The study of the Gospels in relation to oral history, eyewitness testimony, and social memory has experienced a tremendous surge in the past decade. While many New Testament scholars have been contributing to this fruitful field of study, three of the most important “pillars” of recent oral history and memory-related studies of the Gospel studies are James D. G. Dunn and his massive Jesus Remembered, Samuel Byrskog and his Story as History—History as Story, and Richard Bauckham and his masterpiece, Jesus and the Eyewitnesses.
With the publication of Michael Bird’s book, The Gospel of the Lord: How The Early Church Wrote the Story of Jesus, (Eerdmans, 2014) it may well be time to add a new, “fourth pillar” to this group of key scholarly voices. Not only does Bird extensively interact with and build upon the work of Dunn, Byrskog, and Bauckham (as well as other key voices, such as Richard Burridge and the late, great German scholar Martin Hengel), he adds a new understanding of what exactly the Gospels are as ancient biographical documents and what they were intended for in the earliest Christian churches.
While an extensive interaction with Bird’s assessment of the major scholarly views of the genre and function of the Gospels would require far more space than is available here, it will suffice to say that he is in agreement with the growing consensus among New Testament scholars that the canonical Gospels (Matthew, Mark, Luke, and John) fall under the categorical umbrella of Greco-Roman biographies. In itself, this is not all that new in the world of New Testament studies. What Bird does though, is take a deeper look at the proclamatory nature of these biographies within and for the early Christian churches.

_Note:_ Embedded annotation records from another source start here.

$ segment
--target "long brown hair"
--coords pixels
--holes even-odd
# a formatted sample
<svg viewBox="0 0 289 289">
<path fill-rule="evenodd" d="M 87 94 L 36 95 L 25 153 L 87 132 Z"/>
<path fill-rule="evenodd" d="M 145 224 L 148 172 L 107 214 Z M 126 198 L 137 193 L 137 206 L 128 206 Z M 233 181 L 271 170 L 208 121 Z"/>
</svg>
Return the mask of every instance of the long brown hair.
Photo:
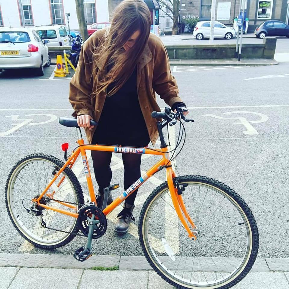
<svg viewBox="0 0 289 289">
<path fill-rule="evenodd" d="M 116 8 L 105 40 L 95 52 L 100 63 L 103 64 L 102 79 L 95 92 L 97 95 L 113 82 L 114 87 L 107 95 L 112 95 L 131 75 L 147 42 L 151 22 L 151 14 L 143 0 L 124 0 Z M 140 36 L 133 46 L 126 51 L 123 46 L 138 30 Z M 112 64 L 108 71 L 108 66 Z"/>
</svg>

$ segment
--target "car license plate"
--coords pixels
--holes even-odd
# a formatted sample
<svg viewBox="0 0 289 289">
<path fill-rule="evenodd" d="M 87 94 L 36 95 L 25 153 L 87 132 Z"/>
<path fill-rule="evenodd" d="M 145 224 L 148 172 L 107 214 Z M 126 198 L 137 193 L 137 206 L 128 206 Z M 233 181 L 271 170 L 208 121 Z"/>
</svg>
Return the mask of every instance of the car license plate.
<svg viewBox="0 0 289 289">
<path fill-rule="evenodd" d="M 19 55 L 19 51 L 17 50 L 11 50 L 10 51 L 1 51 L 1 55 Z"/>
</svg>

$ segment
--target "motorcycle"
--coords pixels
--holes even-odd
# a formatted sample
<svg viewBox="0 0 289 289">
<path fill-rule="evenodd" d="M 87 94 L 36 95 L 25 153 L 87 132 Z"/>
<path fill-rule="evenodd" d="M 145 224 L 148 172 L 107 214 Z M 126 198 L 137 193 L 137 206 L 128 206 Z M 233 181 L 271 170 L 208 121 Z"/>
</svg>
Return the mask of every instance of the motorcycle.
<svg viewBox="0 0 289 289">
<path fill-rule="evenodd" d="M 69 56 L 68 59 L 75 68 L 77 66 L 78 60 L 79 59 L 79 54 L 83 44 L 82 38 L 79 34 L 77 34 L 75 38 L 73 38 L 71 41 L 71 50 L 75 52 Z"/>
</svg>

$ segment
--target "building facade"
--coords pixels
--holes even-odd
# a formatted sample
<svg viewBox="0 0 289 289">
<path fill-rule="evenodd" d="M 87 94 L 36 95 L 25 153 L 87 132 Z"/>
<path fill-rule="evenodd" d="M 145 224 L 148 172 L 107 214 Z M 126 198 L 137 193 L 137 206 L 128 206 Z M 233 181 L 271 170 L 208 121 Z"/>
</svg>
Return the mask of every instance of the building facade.
<svg viewBox="0 0 289 289">
<path fill-rule="evenodd" d="M 88 26 L 108 21 L 108 0 L 84 0 Z M 69 13 L 72 30 L 79 26 L 75 0 L 0 0 L 0 26 L 29 27 L 48 24 L 67 25 Z"/>
<path fill-rule="evenodd" d="M 200 20 L 210 20 L 211 0 L 180 0 L 180 18 L 182 22 L 186 19 L 197 18 Z M 240 0 L 216 0 L 215 19 L 224 24 L 233 24 L 238 15 Z M 246 17 L 249 20 L 248 32 L 266 20 L 281 20 L 288 23 L 286 19 L 288 4 L 287 0 L 247 0 Z"/>
</svg>

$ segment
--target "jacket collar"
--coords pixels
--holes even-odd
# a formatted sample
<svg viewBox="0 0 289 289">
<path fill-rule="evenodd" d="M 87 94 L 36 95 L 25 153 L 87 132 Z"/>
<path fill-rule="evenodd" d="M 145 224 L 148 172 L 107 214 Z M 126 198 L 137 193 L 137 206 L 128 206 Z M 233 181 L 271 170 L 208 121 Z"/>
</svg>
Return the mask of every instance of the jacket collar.
<svg viewBox="0 0 289 289">
<path fill-rule="evenodd" d="M 153 54 L 150 49 L 148 44 L 148 43 L 145 45 L 144 51 L 141 55 L 139 61 L 139 65 L 140 70 L 141 70 L 153 58 Z M 100 70 L 102 67 L 103 61 L 95 56 L 92 57 L 92 60 L 95 62 L 97 66 Z"/>
</svg>

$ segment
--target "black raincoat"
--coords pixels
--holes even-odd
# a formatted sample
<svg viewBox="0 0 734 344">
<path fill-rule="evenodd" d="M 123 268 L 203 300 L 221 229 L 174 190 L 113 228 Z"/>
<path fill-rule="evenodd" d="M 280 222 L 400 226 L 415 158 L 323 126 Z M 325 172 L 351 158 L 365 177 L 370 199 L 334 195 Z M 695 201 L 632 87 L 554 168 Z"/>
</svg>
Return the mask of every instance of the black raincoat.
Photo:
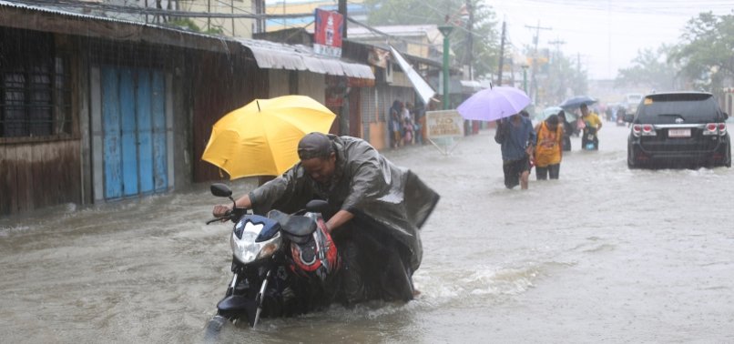
<svg viewBox="0 0 734 344">
<path fill-rule="evenodd" d="M 250 193 L 253 210 L 265 214 L 276 208 L 291 213 L 311 199 L 324 199 L 331 212 L 325 216 L 348 210 L 355 215 L 351 222 L 358 230 L 382 231 L 403 244 L 400 256 L 412 275 L 423 258 L 419 229 L 438 202 L 438 194 L 364 140 L 333 135 L 329 138 L 337 157 L 331 186 L 320 186 L 298 163 Z"/>
</svg>

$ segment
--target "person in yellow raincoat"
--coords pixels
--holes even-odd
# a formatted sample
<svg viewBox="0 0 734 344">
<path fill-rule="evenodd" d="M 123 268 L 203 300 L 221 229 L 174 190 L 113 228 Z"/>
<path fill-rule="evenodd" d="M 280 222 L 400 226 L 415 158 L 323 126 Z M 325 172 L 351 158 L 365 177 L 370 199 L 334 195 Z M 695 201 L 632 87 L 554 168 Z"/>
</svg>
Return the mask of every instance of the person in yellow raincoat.
<svg viewBox="0 0 734 344">
<path fill-rule="evenodd" d="M 559 126 L 557 115 L 551 115 L 535 126 L 537 144 L 535 145 L 535 177 L 545 180 L 558 179 L 563 157 L 563 126 Z"/>
</svg>

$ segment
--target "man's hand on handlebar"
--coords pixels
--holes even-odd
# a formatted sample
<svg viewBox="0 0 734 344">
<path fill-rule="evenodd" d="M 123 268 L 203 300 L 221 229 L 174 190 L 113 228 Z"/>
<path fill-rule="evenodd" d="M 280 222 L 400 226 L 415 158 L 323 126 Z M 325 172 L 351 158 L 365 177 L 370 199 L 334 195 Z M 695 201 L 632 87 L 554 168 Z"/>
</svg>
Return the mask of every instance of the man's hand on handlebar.
<svg viewBox="0 0 734 344">
<path fill-rule="evenodd" d="M 213 215 L 215 218 L 224 218 L 225 216 L 229 215 L 230 211 L 232 211 L 231 205 L 218 204 L 214 206 L 214 209 L 211 210 L 211 215 Z"/>
</svg>

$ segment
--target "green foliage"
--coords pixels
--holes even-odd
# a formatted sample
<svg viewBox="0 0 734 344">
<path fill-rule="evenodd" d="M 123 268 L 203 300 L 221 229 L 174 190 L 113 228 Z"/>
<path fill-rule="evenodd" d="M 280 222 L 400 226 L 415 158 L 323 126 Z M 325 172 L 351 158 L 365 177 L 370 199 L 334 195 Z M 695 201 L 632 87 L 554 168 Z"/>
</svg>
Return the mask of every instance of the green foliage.
<svg viewBox="0 0 734 344">
<path fill-rule="evenodd" d="M 668 61 L 680 64 L 680 75 L 693 86 L 709 91 L 731 82 L 734 77 L 734 15 L 701 13 L 688 21 L 682 43 Z"/>
<path fill-rule="evenodd" d="M 365 0 L 371 25 L 445 25 L 454 26 L 450 43 L 453 65 L 472 65 L 474 74 L 496 73 L 499 65 L 499 33 L 494 12 L 480 0 L 471 0 L 474 24 L 467 29 L 468 15 L 462 15 L 466 0 Z M 469 52 L 471 35 L 471 54 Z"/>
<path fill-rule="evenodd" d="M 672 49 L 670 46 L 661 45 L 657 50 L 637 51 L 637 56 L 632 60 L 633 66 L 618 71 L 615 85 L 658 91 L 674 90 L 678 66 L 668 59 Z"/>
</svg>

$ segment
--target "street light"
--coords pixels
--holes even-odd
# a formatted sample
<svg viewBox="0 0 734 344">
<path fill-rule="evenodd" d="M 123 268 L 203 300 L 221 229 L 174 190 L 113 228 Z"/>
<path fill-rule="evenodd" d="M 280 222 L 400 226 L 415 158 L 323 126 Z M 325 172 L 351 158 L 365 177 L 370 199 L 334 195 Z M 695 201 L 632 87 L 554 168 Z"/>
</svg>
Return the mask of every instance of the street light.
<svg viewBox="0 0 734 344">
<path fill-rule="evenodd" d="M 527 68 L 530 66 L 523 65 L 521 66 L 523 67 L 523 90 L 527 94 Z"/>
<path fill-rule="evenodd" d="M 449 35 L 454 26 L 441 25 L 438 30 L 443 35 L 443 109 L 449 109 Z"/>
</svg>

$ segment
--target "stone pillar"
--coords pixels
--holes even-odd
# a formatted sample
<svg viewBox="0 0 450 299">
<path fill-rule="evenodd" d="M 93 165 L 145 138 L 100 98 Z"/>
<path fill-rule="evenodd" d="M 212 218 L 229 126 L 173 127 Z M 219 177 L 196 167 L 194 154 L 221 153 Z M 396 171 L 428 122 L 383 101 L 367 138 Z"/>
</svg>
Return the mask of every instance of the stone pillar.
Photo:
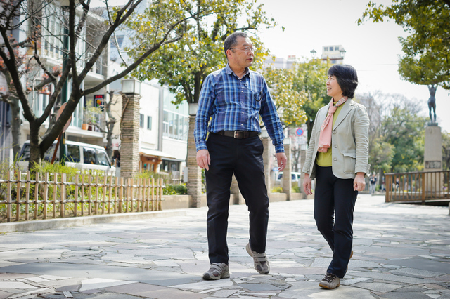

Bird notes how quotes, echoes, and allusions to the Old Testament are woven deeply throughout the Gospels. Just as one cannot dismiss the Gospels’ historical-biographical emphasis on the life, death, and resurrection of Jesus, so too one cannot dismiss how heavily indebted these same texts are to the story of Israel and what they view as that history’s climactic point in the person of Jesus of Nazareth. The Gospels (and the rest of the New Testament) are directly and intimately connected with the Old Testament. Thus, contrary to popular opinion, it simply will not do to be a “red-letter Christian,” relying only on the words of Jesus and ignoring the black text that make up the rest of the Bible. The red letters only make sense in the context of the surrounding story of the black letters.
With this equal focus on the story of Israel’s climax and on the biographical emphasis on Jesus of Nazareth, Bird labels the Gospels as biographical kerygma. They are meant to function within the Church in a kerygmatic role, proclaiming what God has done in the life, death, and resurrection of Jesus of Nazareth. At the same time this kerygma is anchored in and reliant upon the fact that the events proclaimed happened in space and time as attested to by eyewitnesses. There is a reason, for example, that Luke places this technical prologue at the beginning of his Gospel. He wanted his readers to know the truth of Jesus’ life, death, and resurrection:
Now many have undertaken to compile an account of the things that have been fulfilled among us, like the accounts passed on to us by those who were eyewitnesses and servants of the word from the beginning. So it seemed good to me as well, because I have followed all things carefully from the beginning, to write an orderly account for you, most excellent Theophilus, so that you may know for certain the things you were taught.
Luke (as well as the rest of the Gospel writers) wants his audience to have confidence in their faith. It is not a belief in some event in the ethereal, primordial past, but rather is within recent history, attested to by eyewitnesses who saw, touched, spoke, and ate with the risen Jesus. Bird helps communicate this same confidence to Christians today. The Gospels are not myths, legends, or works of fiction. They are biographies speaking of a Galilean prophet who proclaimed the Kingdom of God, healed the sick and dying, died on a Roman cross under Pontius Pilate, and three days later was resurrected by the God of Israel. The Christian faith from the very beginning has staked its proclamation on real events in history.
While this assessment of the Gospels by itself would be more than worth the price of admission for the book, Bird also places extensive supplementary sections at the end of each chapter. Each section deals with a subject related to the study of the Gospels, such as the failure of liberalized form criticism, the writings of the Church Fathers on the Gospels, and the nature of the various non-canonical “gospels” such as the Gospel of Thomas. Combine all of this with one of the best discussions on the Synoptic Problem (the question of how to explain the similarities and differences in Matthew, Mark, and Luke) I have read and you have what may be a new standard text in the field of Gospel studies.
Michael Bird’s The Gospel of the Lord is a must read for anyone involved in Gospel studies, New Testament studies in general, or anyone (from seminary students to lay people) interested in better understanding the foundational documents of our Christian faith. If I were to recommend one book that not only critically interacts with the major scholarly voices in Gospel studies over the past two centuries, but that also paves a new way forward in understanding the Gospels in their oral-historical and social memory contexts, it would be Bird’s volume. Of all of the books I read in 2015, this one takes first place.